東京事務局
藤本 矩大(のりひろ)
ザンビア:消え入りそうな灯をともし続けられるように
民間企業勤務や留学を経て、2011年からAARへ。南スーダンや東北事業、トルコ緊急⽀援などに携わる。 2017年に⼤学院進学のため休職し、 2019年に復職。ザンビア事業などを 担当。
記事掲載時のプロフィールです
2018年7月、ザンビア・メヘバ事務所駐在代表だった直江篤志さんは、休暇中に訪れたトルコでマラリアを発症し、永眠しました。彼を同期として慕っていた東京事務局の藤本矩大が、出張でメヘバ事務所を訪れたときの心境をつづります。
中途採用では、職場に同期と呼べる同僚がいないことも珍しくありませんが、同時期に入職した職員には、同期と近いものを感じることがままありました。彼らの多くはすでにAARを去り、新天地で活躍しています。2018年7月、その一人であるザンビア・メヘバ駐在代表だった直江さんが、休暇中にトルコでマラリアにより永眠しました。
私は2011年にAARに入職し、海外の大学院進学のため2017年末に休職、修了後の2019年10月に復帰しました。その後、2020年8月ごろからメヘバ事業の担当となり、同年12月からメヘバ事務所に出張し、約3ヵ月間を過ごすこととなります。滞在中、時折直江さんの存在を感じることがありました。
メヘバ事務所は、直江さんが建てたものです。
彼が駐在前や一時帰国中に、東京事務所で建物のレイアウトや配線図を、夜遅くまでデザインしていた姿を思い出しながら、彼が過ごしていた宿舎に泊まり、彼が腰かけていた事務所のイスに座り、業務にあたる。彼が採用した現地スタッフから、彼がメヘバでどういう人物だったのかを聞く。

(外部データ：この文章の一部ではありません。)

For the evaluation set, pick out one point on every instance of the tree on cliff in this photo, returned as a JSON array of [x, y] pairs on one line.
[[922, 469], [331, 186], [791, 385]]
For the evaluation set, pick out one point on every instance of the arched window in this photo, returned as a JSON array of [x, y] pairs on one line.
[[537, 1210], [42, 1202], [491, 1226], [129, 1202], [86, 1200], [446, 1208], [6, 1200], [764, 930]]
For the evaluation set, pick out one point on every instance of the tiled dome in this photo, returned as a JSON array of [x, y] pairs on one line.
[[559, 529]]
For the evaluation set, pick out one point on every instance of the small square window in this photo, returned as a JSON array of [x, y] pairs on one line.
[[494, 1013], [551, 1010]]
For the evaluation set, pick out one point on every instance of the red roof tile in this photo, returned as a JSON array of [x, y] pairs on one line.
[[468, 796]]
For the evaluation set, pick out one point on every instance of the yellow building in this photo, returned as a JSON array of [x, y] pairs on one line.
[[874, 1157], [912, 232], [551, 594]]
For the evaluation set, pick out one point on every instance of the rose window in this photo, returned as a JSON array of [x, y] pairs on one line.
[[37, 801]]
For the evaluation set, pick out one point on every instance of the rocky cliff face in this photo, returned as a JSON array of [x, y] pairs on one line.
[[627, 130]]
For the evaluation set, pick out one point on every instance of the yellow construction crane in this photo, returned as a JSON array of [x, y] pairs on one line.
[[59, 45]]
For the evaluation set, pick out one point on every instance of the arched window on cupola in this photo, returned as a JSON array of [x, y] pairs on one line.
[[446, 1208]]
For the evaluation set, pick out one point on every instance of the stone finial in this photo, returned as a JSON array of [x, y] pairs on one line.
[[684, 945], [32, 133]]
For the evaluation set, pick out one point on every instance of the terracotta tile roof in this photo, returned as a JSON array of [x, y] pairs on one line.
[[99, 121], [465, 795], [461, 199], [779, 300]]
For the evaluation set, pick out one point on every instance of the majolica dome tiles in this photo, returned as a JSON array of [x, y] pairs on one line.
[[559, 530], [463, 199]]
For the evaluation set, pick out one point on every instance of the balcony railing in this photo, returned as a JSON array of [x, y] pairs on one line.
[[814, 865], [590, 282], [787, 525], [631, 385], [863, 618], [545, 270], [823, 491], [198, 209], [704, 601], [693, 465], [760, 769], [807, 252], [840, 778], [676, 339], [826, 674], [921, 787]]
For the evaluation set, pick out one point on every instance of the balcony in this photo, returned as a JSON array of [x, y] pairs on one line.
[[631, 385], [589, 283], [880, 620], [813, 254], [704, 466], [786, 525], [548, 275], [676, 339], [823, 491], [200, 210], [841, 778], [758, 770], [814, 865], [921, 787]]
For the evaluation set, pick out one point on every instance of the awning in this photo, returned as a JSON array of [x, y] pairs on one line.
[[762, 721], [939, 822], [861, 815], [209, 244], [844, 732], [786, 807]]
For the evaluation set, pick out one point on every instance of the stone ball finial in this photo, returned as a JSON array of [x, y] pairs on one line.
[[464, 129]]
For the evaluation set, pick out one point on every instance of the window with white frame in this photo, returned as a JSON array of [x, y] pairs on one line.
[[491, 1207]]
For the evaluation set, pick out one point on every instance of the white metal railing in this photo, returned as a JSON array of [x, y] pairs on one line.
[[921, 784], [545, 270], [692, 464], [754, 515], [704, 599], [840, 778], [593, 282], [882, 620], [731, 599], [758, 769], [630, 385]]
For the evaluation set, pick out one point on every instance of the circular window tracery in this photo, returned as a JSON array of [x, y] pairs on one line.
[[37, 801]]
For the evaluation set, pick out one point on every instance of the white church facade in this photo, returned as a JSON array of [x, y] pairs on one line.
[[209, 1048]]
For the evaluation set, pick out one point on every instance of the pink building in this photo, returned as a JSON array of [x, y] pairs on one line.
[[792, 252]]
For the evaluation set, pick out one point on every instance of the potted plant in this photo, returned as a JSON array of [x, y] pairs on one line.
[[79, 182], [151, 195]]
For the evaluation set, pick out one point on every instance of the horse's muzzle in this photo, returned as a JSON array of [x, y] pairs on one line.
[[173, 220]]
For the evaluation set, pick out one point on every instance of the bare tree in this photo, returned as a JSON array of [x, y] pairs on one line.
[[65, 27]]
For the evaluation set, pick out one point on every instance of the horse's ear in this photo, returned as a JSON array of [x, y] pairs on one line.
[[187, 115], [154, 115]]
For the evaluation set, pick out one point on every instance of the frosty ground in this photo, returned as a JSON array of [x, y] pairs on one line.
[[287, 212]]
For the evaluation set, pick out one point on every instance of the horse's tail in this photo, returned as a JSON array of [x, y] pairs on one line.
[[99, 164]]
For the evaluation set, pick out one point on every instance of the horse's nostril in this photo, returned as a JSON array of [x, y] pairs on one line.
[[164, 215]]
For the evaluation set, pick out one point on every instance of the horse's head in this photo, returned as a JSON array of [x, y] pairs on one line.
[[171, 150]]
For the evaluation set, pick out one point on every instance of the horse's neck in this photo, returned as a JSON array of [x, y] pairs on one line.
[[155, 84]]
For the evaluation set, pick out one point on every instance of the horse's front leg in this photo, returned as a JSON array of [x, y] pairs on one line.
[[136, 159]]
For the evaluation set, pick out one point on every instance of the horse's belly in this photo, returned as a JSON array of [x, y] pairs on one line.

料理が得意で、みんなにふるまうのが好きだった彼が、事務所近くの難民が営む商店で、野菜やらを大量に買っていたこと。困ってる状況をほっておけない性格で、器用でもある彼が、どこかのぼこぼこな道路を、直したこと。どうやら地域の人のなかでも有名だったらしい。そのエピソードのすべてが、なんとなく彼らしいと思えるものでした。
今回のメヘバ出張は、業務上の調整によるもので、偶然にすぎません。ただ、それを自身で解釈し、考え、私なりの意味を与えることはできます。直江さんがマラリアに罹患した当時、留学中だった私は、「もし自分がまだAARで仕事をしていれば、何かしら貢献できたのでは」と考えたこともあります。そのわだかまりは消えるものではありませんが、今回のメヘバ出張で、自分の中で止まっていた何かが少し動いたような気がします。
AARのメヘバでの活動は、これからも続きます。直江さんの遺志を引き継ぎ、地域の人々の生活を支え続けることは、残された私たちの揺るぎない使命といえます。
*ザンビア北西部のメヘバは、国内最大の難民居住地の一つ。2002年に約30年続いたアンゴラ内戦が終結後、ザンビアに避難していたアンゴラ人1万人近くは、さまざまな事情で同国に残り、「元難民」として地元住民とともに暮らす道を歩み始めました。「難民」でなくなったことで、新たな疎外感に苦しむ様子を目の当たりにしてきた直江さんは、彼らを「風で消えりいそうなロウソクの火を見ているようだ」と表現し、「僕たちができることは、彼らの灯す火が消えないように支えることだ」と語りました。